Une instance réellement indépendante ?

L’adoption de la loi à une large majorité de 120 voix favorables (5 voix contre et 8 abstentions) témoigne mal des longues discussions qui ont eu lieu sur le texte. Plusieurs points ont particulièrement cristallisé les débats, notamment celui de la nomination des membres du conseil de l’ISIE par une commission spéciale, certains parlementaires redoutant une mainmise du parti islamiste Ennahdha.

L’article 6 de la loi stipule que cette commission spéciale formée au sein de l’ANC « est composée sur la base de la représentation proportionnelle, à raison d’un membre pour chaque dix députés, et aux plus forts le reste ». Autrement dit, un parti en position dominante à l’Assemblée disposera mécaniquement d’un poids plus important au sein de ce comité, une menace potentielle sur l’indépendance de l’ISIE.

En l’état des forces, le parti Ennahdha serait assuré d’avoir 9 des 22 sièges de cette commission. En y ajoutant les représentants de ses deux alliés, le CPR (1 à 2 sièges) et Ettakatol (1 siège), la coalition de la Troïka (coalition actuelle des trois partis) obtiendrait la majorité au sein de la commission spéciale, loin devant le premier groupe d’opposition, le Bloc démocrate, qui obtiendrait 3 à 4 sièges.

Cette majorité est toutefois à relativiser, ce qui explique peut-être que l’article 6 final n’ait pas été profondément revu par rapport au projet initial. En effet, des dissensions sont apparues ces dernières semaines entre Ennahdha et ses alliés, notamment le CPR du président Moncef Marzouki. De plus, quatre élus d’Ettakatol ont fait défection vers le bloc démocratique, retirant ainsi un siège au parti dans la commission spéciale. La courte majorité du parti islamiste est donc fragile, un passage en force semblerait donc hasardeux.

 

La société civile maintenue à l’écart des travaux sur l’ISIE

Des critiques, émanant cette fois de la société civile, ont pointé des critères peu clairs pour la nomination du conseil de l’ISIE et l’absence de parité dans la composition du conseil de l’ISIE dans le projet de loi. Finalement, la parité sera inscrite dans l’article 6 pour l’établissement des listes de choix des candidats à chacun des neuf postes du Conseil de l’ISIE, mais cela ne garantit pas la parité dans la désignation finale des membres de ce conseil.
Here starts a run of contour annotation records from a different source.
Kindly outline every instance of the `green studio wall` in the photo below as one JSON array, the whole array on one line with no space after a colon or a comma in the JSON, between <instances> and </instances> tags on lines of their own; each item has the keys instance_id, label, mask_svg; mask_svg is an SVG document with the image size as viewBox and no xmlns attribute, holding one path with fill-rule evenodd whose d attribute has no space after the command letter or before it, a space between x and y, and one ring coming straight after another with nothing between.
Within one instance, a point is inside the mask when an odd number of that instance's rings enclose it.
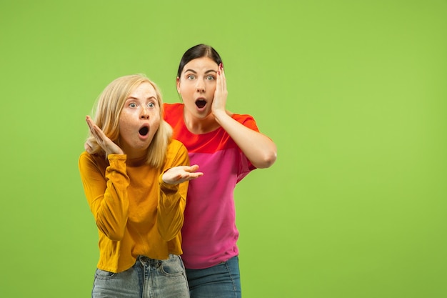
<instances>
[{"instance_id":1,"label":"green studio wall","mask_svg":"<svg viewBox=\"0 0 447 298\"><path fill-rule=\"evenodd\" d=\"M236 191L243 297L447 297L446 28L441 0L2 2L0 296L90 296L85 115L134 73L179 101L203 42L278 146Z\"/></svg>"}]
</instances>

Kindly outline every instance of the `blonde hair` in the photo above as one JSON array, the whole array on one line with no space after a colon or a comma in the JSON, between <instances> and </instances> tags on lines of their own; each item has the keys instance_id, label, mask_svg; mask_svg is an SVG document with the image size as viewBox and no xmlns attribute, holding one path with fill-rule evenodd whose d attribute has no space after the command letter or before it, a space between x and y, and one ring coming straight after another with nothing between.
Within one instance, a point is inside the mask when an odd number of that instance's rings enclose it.
<instances>
[{"instance_id":1,"label":"blonde hair","mask_svg":"<svg viewBox=\"0 0 447 298\"><path fill-rule=\"evenodd\" d=\"M121 76L110 83L101 92L94 106L94 121L114 142L118 144L119 137L119 116L124 102L130 94L141 83L148 82L155 89L160 106L160 125L147 150L146 162L154 167L161 167L164 162L168 144L172 136L172 128L163 119L163 99L156 84L144 74ZM91 146L91 154L106 156L91 133L87 139Z\"/></svg>"}]
</instances>

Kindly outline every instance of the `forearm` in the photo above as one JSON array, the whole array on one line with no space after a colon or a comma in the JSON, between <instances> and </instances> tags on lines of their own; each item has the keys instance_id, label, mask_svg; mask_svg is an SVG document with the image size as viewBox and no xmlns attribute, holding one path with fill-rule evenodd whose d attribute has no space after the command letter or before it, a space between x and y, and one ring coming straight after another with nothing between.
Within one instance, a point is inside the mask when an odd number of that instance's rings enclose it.
<instances>
[{"instance_id":1,"label":"forearm","mask_svg":"<svg viewBox=\"0 0 447 298\"><path fill-rule=\"evenodd\" d=\"M160 199L157 208L159 232L165 241L170 241L181 231L186 202L188 182L169 184L159 178Z\"/></svg>"},{"instance_id":2,"label":"forearm","mask_svg":"<svg viewBox=\"0 0 447 298\"><path fill-rule=\"evenodd\" d=\"M225 112L214 114L214 118L254 167L268 168L275 162L276 145L268 136L245 126Z\"/></svg>"},{"instance_id":3,"label":"forearm","mask_svg":"<svg viewBox=\"0 0 447 298\"><path fill-rule=\"evenodd\" d=\"M105 179L93 160L80 162L86 197L96 226L108 238L116 241L122 239L127 222L129 180L125 161L125 156L111 156Z\"/></svg>"}]
</instances>

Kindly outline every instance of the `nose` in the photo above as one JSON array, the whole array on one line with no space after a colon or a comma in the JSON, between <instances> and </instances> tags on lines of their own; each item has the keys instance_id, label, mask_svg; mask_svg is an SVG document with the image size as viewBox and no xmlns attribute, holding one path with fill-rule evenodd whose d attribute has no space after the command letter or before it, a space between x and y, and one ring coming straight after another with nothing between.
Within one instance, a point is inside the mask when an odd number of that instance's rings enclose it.
<instances>
[{"instance_id":1,"label":"nose","mask_svg":"<svg viewBox=\"0 0 447 298\"><path fill-rule=\"evenodd\" d=\"M197 88L198 92L205 92L205 84L202 80L197 80Z\"/></svg>"}]
</instances>

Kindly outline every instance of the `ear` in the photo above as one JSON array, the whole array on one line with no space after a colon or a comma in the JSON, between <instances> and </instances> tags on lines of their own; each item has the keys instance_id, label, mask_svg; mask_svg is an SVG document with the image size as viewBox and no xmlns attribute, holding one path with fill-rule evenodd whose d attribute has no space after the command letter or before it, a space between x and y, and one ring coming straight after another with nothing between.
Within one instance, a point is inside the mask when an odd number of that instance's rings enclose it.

Autre concession par rapport au projet de loi, celui de la publication au JORT (Journal Officiel de la république Tunisienne) de la grille d’évaluation au moment de dépouiller les candidatures, dans un souci de transparence.

D’autres contributions de la société civile n’ont en revanche pas été retenues. Une proposition de loi de l’Association tunisienne pour l’intégrité et la démocratie des élections (ATIDE) prévoyant une représentation paritaire de tous les groupes parlementaires est restée lettre morte, tout comme celle élaborée conjointement par l’UGTT, le conseil de l’ordre des avocats tunisiens et la Ligue tunisienne des droits de l’Homme (LTDH).

 

L’argent, nerf de la guerre et clé de l’indépendance

Parmi les autres sujets abondamment débattus figurent la présence des observateurs étrangers et surtout le financement de l’instance. Dans l’article 3, le projet de loi attribue entre autres missions à l’ISIE celle d’accréditer les observateurs étrangers, de quoi créer une polémique, certains élus estimant que la souveraineté de la Tunisie serait remise en cause par la présence d’observateurs internationaux. Le texte final conservera néanmoins l’article en l’état, permettant ainsi à l’ISIE de nommer des observateurs internationaux lors des prochaines élections.

L’article 20 traitant du financement de l’instance suscite en revanche l’inquiétude. Selon ce texte, l’ISIE n’est pas maître de son budget puisque la loi stipule que celui-ci doit être soumis au gouvernement pour avis, avant sa transmission à l’ANC pour approbation. Or, ce budget est la seule ressource de l’ISIE et doit servir à financer sa mission. Le contrôle ainsi instauré sur les finances de l’Instance fait craindre une perte d’indépendance. Il faut ajouter à ce risque d’entrave la faible autorité accordée aux  différents ministères pour la mise à disposition de moyens humains et matériels nécessaires à l’accomplissement de sa mission.